I've got few more components since the last post. First of all, I received all the 60 batteries. Each rated at 1.2V 2.5Ah. My plan is to buy a battery casing that can hook 10 of them in series so that I can output 12V at 2.5Ah. From there if I hook up four so-made battery packs in series, I will get 12V steady output at 10Ah. Before I chose to go with this battery scheme, I did a lot of calculations to figure out how much energy to weight (and volume) ratio I will get. It turns out going with the Li-Ion AA batteries tops the list, but they are not cost efficient. If I go with the Ni-Mh batteries, I can get a result that's pretty close to the result I would get by using the Li-Ion scenario (In fact, the ratio is almost identical). Besides, Li-Ion batteries are slightly explosion hazard upon short-circuiting (check out some YouTube videos on this if you want). So for both safety and economic reasons, I chose Ni-Mh batteries. These battery cases have several mounting holes which is just a bonus point!
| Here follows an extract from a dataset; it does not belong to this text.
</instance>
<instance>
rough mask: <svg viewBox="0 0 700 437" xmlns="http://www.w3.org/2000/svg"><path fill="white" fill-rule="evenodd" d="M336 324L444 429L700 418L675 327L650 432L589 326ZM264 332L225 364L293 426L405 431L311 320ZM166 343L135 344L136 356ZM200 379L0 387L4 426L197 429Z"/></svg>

This pictures shows sixty Ni-Mh rechargeable batteries, a battery charger, an Aluminum casing, and a roll of 10-wire ribbon cable (50ft). The Aluminum casing is to make a control station that will sit on top of navigation bar. It is comprised of an LED module, a linear potentiometer for gain control, a potentiometer pot for directional control, a key starter for ignition, and an optional RFID module for near-field ignition). So my UPC will house two different method to start. I can use a key to start it (just like a car) or I can have my RFID chip near at the control station (< 50cm) and it will start right away automatically.

This is the LED module which I'm going to embed into the Aluminum case shown above. So through this display, a user can interact with the UPC by checking its angular position, speed, gain, and other safety information which will be updated real-time. 

I did a quick test on the LED module. Unfortunately, it turns out the module is defective (2nd and 4th lines are dead). So I requested another one from the company. Back-light and contrast are controllable, but I will not make that function available to the user just to make the coding and hardware fabrication simple.